By Sean Loughlin, New York Times Regional Newspaper Group
How's this for early election returns? More than a year before the November 1998 elections, one non-partisan, voter advocacy group is already projecting winners, arguing that the vast majority of races won't even be competitive.
In "Monopoly Politics," the Center for Voting and Democracy picks winners in 360 House races, predicting that 238 of those races will result in landslide margins of 20 percent or more.

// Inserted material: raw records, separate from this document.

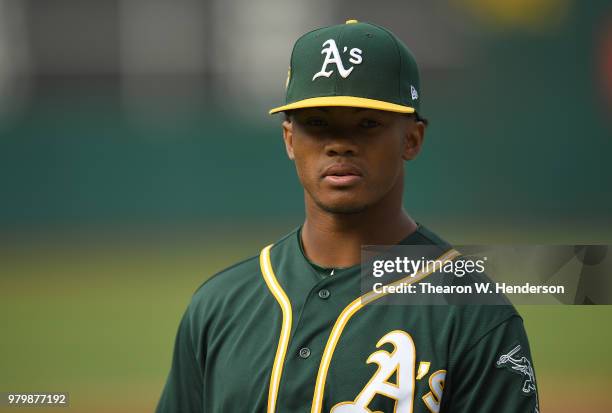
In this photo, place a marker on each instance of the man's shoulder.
(237, 277)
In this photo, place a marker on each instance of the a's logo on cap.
(414, 93)
(332, 55)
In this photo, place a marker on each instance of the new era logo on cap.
(353, 64)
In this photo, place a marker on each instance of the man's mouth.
(342, 174)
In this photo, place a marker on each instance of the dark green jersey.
(276, 333)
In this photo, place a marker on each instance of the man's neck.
(335, 240)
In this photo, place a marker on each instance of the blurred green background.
(128, 178)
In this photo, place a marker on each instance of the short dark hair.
(414, 115)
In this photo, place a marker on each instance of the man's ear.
(413, 139)
(288, 138)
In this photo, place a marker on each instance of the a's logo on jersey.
(333, 56)
(521, 365)
(401, 362)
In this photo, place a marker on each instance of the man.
(289, 330)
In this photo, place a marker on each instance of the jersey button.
(304, 352)
(324, 294)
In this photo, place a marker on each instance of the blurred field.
(96, 316)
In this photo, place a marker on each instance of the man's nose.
(341, 147)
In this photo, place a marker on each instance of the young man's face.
(350, 158)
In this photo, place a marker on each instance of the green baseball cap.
(354, 64)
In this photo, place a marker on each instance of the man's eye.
(369, 123)
(316, 122)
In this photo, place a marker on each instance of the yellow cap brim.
(350, 101)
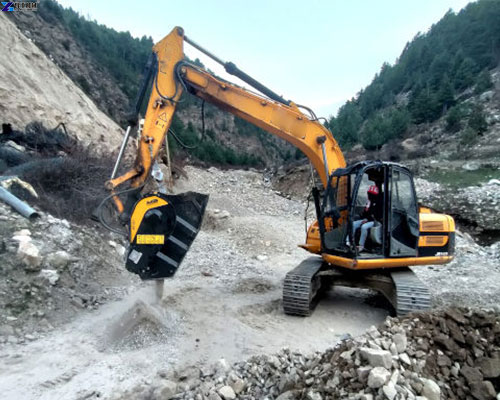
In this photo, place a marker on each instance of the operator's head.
(373, 192)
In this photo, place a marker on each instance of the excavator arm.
(273, 114)
(162, 227)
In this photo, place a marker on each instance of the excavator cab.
(394, 223)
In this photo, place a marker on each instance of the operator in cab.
(373, 212)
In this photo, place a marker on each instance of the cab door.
(403, 228)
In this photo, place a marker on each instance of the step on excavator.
(373, 200)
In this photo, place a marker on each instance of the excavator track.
(410, 293)
(402, 288)
(301, 287)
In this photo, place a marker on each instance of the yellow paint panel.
(432, 241)
(143, 206)
(384, 262)
(150, 239)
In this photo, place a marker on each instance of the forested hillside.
(433, 76)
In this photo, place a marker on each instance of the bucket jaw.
(162, 229)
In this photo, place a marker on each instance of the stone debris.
(52, 268)
(451, 354)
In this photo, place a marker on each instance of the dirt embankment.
(33, 88)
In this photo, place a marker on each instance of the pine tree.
(477, 119)
(483, 82)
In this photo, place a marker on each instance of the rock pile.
(52, 269)
(452, 354)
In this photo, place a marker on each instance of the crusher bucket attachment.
(162, 228)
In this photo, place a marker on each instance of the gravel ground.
(223, 303)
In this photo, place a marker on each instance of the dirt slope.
(34, 88)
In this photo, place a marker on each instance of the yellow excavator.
(162, 227)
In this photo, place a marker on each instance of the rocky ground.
(75, 324)
(442, 355)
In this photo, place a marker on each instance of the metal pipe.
(122, 150)
(20, 206)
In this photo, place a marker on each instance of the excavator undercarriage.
(304, 285)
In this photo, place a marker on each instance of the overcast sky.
(319, 53)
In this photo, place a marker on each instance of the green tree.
(465, 74)
(454, 119)
(346, 126)
(446, 94)
(477, 119)
(424, 106)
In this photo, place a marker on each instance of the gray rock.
(400, 341)
(376, 357)
(60, 259)
(431, 390)
(490, 367)
(389, 391)
(483, 391)
(377, 377)
(290, 395)
(29, 255)
(393, 349)
(227, 393)
(51, 275)
(189, 373)
(222, 366)
(312, 395)
(167, 390)
(363, 373)
(238, 385)
(405, 358)
(6, 330)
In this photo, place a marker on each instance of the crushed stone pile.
(52, 270)
(450, 354)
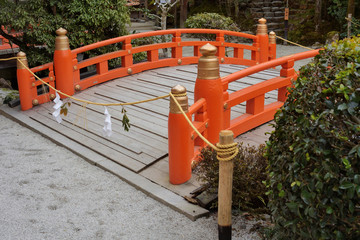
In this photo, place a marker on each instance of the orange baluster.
(179, 137)
(24, 82)
(272, 45)
(263, 40)
(63, 64)
(208, 85)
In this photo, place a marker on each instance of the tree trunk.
(317, 14)
(183, 12)
(351, 8)
(163, 20)
(228, 7)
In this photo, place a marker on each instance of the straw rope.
(352, 21)
(224, 152)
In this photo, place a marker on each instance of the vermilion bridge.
(244, 94)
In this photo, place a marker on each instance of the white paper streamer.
(107, 126)
(57, 107)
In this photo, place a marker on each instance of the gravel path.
(47, 192)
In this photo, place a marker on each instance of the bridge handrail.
(175, 32)
(270, 64)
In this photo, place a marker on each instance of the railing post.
(286, 71)
(127, 60)
(225, 189)
(263, 40)
(24, 82)
(63, 64)
(208, 85)
(221, 49)
(179, 137)
(176, 52)
(272, 45)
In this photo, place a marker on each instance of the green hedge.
(314, 152)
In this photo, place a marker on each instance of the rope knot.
(179, 94)
(223, 151)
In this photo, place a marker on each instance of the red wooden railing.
(216, 116)
(67, 66)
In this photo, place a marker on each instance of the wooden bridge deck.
(140, 155)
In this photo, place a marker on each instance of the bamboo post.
(208, 85)
(349, 24)
(63, 64)
(179, 137)
(24, 82)
(263, 37)
(225, 189)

In its compelling analysis, the center argues that barring a dramatic event, such as a depression or war, demographics and voting patterns determine whether a district is likely to swing Democratic or Republican in 1998. Center director Rob Richie said that the role of campaign money is exaggerated, while a district's political makeup -- as determined by past House elections and its preference for president -- is often understated.

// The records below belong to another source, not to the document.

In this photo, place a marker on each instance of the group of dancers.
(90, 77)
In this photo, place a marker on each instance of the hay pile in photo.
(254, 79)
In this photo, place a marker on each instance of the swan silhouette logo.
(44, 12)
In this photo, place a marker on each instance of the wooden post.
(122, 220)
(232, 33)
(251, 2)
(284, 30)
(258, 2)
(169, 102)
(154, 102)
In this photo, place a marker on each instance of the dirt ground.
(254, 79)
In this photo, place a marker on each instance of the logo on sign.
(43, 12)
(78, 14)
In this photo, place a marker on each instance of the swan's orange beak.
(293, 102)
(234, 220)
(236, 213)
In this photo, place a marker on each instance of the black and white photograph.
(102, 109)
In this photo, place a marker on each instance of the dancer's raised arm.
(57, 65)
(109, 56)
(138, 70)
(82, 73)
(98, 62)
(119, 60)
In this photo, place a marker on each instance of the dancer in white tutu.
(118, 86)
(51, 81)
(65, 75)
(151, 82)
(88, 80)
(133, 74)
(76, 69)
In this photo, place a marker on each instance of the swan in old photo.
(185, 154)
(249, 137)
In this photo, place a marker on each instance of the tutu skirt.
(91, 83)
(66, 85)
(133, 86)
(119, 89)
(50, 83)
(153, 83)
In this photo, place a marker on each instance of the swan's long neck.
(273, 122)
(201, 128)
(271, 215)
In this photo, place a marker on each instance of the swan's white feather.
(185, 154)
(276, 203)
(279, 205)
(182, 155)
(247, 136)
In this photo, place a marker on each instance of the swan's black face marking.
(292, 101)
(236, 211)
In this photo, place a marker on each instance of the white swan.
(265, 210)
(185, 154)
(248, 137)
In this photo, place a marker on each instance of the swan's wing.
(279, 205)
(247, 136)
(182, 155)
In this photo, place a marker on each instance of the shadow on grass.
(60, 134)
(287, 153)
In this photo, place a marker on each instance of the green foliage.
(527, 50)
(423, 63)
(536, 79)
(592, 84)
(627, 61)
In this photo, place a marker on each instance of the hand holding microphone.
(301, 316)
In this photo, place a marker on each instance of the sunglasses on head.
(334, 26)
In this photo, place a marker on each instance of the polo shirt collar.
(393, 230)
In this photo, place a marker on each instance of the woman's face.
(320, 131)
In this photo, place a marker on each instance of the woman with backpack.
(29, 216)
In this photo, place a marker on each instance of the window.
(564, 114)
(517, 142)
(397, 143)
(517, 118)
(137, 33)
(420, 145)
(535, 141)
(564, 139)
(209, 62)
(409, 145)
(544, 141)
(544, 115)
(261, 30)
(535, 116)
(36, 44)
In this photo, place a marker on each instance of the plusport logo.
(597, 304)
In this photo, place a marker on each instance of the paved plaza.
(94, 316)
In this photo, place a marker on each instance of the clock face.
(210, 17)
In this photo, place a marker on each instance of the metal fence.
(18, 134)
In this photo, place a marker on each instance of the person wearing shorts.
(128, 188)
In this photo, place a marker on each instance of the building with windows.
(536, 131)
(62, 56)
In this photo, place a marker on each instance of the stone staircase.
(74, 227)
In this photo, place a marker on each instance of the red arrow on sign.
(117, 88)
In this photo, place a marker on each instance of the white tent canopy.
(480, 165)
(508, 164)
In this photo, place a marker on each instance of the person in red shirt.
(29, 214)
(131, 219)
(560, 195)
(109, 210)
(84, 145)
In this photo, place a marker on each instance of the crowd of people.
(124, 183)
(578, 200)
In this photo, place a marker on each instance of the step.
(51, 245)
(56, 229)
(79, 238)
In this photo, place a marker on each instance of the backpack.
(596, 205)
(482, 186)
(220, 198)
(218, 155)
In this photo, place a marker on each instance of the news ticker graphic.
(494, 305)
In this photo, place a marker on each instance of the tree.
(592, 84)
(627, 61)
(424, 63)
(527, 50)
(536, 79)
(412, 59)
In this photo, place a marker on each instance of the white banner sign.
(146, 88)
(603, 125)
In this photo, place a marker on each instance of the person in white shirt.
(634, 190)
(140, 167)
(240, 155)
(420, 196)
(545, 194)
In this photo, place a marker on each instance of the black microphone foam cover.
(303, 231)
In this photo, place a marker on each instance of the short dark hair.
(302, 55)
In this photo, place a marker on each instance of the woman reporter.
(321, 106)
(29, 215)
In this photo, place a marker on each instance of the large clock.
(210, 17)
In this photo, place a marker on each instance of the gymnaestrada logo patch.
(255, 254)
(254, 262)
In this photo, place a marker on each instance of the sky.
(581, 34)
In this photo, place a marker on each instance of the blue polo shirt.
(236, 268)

Richie points out that in the battles over drawing new district lines, lawmakers are basically picking out the voters "before the constituents choose them."
Said Richie: "Demography is destiny."
In Alabama, the center predicts landslide wins for incumbents Sonny Callahan, Terry Everett and Spencer Bachus, all Republicans, and Earl Hilliard, a Democrat.
The three other incumbents are also picked as winners, but Democrat Bud Cramer, the state's sole white Democrat, is listed as vulnerable.